Arkéa-Samsic : Maxime, vous avez débuté le sport par le football, puis votre entraîneur a préconisé à votre papa de pratiquer un sport individuel, pourquoi ?





Maxime Bouet : « J’ai débuté par le football, et mon entraîneur était Laurent Domenech, le frère de Raymond. Je jouais à Artemare le village de mon enfance qui est situé au pied du Grand Colombier. Mon papa était président du club du football. Je voulais toujours gagner, j’occupais le poste de gardien de but. Je me rappelle encore aujourd’hui, être sorti du terrain, un jour, en plein match. Même en étant gardien, si je me prenais des buts c’était la faute des autres ! Laurent a dit à ce moment-là à mon papa : « Quand il gagne c’est grâce à lui, et quand il perd ce n’est pas de sa faute ! » Mon papa m’a ensuite inscrit au club cycliste de Culoz. Il a choisi sciemment un sport réputé dur pour ses pratiquants dans le but premier de me calmer et me canaliser. J’ai détesté au début, je l’avoue. Et puis ma première victoire est arrivée assez vite, et a eu un effet déclencheur… » 





Arkéa-Samsic : Quels seront vos objectifs en 2021, Maxime…





Maxime Bouet : « J’ai stoppé ma saison 2020 assez tôt, et j’ai à cœur de réaliser un beau début de saison 2021, c’est une période qui me convient bien, j’ai d’ailleurs évoqué ce sujet avec mon entraîneur, Kévin Rinaldi.

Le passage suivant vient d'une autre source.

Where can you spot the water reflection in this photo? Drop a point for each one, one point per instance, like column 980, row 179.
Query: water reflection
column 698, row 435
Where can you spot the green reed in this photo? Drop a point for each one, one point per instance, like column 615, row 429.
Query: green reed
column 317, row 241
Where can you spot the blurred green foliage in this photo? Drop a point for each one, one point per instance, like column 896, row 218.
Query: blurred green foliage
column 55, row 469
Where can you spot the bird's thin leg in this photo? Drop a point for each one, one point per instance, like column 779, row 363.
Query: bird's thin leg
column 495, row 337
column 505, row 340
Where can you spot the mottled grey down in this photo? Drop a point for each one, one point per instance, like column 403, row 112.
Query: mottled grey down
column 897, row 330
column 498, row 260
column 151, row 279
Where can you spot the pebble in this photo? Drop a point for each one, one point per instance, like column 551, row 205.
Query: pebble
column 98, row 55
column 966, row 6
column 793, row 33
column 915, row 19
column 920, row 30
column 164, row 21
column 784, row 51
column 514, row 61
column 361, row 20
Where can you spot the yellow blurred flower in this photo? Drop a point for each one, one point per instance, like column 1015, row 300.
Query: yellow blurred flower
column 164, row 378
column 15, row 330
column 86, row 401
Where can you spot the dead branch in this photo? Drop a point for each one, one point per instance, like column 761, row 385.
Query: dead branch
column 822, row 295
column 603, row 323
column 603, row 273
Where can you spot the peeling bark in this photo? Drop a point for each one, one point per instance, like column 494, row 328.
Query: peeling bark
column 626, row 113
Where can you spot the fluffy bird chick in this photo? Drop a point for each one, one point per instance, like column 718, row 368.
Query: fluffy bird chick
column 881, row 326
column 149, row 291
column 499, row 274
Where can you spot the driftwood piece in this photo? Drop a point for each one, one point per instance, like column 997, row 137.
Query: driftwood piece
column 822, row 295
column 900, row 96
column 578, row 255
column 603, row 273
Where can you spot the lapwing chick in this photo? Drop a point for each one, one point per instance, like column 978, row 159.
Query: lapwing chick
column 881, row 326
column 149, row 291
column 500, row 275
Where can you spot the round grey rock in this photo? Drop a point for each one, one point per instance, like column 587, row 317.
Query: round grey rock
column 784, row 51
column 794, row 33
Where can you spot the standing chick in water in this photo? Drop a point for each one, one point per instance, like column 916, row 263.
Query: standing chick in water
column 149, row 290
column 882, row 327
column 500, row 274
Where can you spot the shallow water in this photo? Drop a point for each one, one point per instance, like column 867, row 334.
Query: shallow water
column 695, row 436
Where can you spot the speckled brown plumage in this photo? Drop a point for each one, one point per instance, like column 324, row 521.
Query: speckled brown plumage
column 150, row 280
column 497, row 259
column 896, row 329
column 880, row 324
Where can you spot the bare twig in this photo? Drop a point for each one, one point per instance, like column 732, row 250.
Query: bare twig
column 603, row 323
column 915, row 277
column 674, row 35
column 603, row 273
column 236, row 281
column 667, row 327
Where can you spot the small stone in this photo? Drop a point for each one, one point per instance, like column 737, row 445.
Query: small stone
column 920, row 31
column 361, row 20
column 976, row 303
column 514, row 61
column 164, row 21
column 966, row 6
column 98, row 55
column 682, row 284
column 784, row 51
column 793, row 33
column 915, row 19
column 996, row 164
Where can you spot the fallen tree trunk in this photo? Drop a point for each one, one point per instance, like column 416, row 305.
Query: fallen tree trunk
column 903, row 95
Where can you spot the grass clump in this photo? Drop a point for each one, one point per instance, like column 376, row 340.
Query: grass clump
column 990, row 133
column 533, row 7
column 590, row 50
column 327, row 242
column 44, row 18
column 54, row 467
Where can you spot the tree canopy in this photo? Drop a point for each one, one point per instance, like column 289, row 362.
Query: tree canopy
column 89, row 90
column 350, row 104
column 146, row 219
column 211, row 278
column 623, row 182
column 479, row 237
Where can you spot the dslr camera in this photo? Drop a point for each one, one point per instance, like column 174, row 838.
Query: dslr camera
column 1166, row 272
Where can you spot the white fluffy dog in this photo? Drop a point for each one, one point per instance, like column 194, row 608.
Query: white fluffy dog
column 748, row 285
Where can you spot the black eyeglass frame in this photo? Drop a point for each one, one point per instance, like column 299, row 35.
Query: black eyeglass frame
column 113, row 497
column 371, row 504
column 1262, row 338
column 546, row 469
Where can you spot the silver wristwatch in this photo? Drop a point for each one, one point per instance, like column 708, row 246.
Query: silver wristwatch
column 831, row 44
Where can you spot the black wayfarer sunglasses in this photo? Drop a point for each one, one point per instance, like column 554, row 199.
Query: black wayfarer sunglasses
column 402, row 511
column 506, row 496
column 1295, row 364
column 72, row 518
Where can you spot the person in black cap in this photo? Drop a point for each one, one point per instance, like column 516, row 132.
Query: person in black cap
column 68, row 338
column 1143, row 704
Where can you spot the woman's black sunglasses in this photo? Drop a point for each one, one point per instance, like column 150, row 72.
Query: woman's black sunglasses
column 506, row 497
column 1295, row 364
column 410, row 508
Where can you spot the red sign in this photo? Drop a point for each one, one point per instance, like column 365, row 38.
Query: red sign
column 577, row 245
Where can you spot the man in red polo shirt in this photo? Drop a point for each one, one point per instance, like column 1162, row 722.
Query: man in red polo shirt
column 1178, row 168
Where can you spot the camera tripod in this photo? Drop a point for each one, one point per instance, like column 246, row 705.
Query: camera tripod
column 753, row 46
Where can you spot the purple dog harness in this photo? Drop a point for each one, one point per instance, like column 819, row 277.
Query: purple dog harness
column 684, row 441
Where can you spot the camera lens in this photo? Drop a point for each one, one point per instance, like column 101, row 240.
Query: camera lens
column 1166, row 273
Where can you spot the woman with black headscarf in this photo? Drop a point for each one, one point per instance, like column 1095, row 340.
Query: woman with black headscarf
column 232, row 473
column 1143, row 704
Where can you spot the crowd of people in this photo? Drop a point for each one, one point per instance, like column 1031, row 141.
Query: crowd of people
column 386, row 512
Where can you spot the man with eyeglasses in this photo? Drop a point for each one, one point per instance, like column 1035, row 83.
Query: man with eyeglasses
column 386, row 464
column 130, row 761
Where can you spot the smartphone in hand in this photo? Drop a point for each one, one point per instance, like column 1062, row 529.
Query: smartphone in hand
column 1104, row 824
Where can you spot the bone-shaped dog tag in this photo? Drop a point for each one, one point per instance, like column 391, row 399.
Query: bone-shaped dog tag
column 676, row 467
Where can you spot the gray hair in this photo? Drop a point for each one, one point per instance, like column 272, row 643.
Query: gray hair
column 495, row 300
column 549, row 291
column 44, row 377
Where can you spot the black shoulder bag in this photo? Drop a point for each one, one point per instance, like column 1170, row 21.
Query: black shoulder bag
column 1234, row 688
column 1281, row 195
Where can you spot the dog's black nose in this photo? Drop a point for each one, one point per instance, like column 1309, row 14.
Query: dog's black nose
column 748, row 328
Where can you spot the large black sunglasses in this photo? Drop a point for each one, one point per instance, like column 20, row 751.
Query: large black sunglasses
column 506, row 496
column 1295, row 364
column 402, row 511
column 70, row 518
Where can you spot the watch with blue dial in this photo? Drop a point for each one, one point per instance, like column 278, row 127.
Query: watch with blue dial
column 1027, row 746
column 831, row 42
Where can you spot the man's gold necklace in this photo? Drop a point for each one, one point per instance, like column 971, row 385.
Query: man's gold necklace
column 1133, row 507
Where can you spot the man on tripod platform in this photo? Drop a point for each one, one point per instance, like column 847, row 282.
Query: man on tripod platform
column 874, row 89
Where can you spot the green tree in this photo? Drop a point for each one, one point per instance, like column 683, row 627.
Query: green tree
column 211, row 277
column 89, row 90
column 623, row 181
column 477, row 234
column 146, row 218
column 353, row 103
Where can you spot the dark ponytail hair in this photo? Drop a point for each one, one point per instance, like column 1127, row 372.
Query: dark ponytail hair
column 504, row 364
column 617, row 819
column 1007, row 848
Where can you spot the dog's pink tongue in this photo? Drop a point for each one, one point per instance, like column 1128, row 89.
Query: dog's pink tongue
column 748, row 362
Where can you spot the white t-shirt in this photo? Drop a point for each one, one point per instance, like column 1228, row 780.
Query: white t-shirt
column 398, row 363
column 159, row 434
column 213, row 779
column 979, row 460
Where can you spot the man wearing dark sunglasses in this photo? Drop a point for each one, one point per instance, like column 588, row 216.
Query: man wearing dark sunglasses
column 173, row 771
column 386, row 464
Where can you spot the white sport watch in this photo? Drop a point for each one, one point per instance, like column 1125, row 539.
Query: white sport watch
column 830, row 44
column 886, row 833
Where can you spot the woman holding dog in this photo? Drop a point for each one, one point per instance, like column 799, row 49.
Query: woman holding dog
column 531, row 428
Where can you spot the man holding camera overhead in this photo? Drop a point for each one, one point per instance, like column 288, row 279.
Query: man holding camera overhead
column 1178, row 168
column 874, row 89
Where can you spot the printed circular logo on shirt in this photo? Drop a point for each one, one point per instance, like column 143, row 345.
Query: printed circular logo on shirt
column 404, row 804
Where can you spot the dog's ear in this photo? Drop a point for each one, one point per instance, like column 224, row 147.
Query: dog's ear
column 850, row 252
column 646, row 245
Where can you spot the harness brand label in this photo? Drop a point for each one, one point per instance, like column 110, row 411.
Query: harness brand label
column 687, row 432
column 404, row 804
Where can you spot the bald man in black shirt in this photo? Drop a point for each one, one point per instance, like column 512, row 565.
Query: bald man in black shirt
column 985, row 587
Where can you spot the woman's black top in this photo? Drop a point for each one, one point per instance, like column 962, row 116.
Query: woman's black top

J’aime les courses du début d’année, et leurs parcours. Après on verra la suite en fonction du calendrier. Une chose est certaine j’ai faim de compétitions pour 2021 et ma quatorzième saison chez les professionnels, mon objectif sera d’effectuer du mieux possible le travail que l’on me confiera tant à titre collectif qu’individuel pour le bon fonctionnement de l’équipe Arkéa-Samsic. Je vais prochainement reprendre l’entraînement hivernal alors que certains de mes coéquipiers se trouvent depuis quelques jours seulement en coupure ».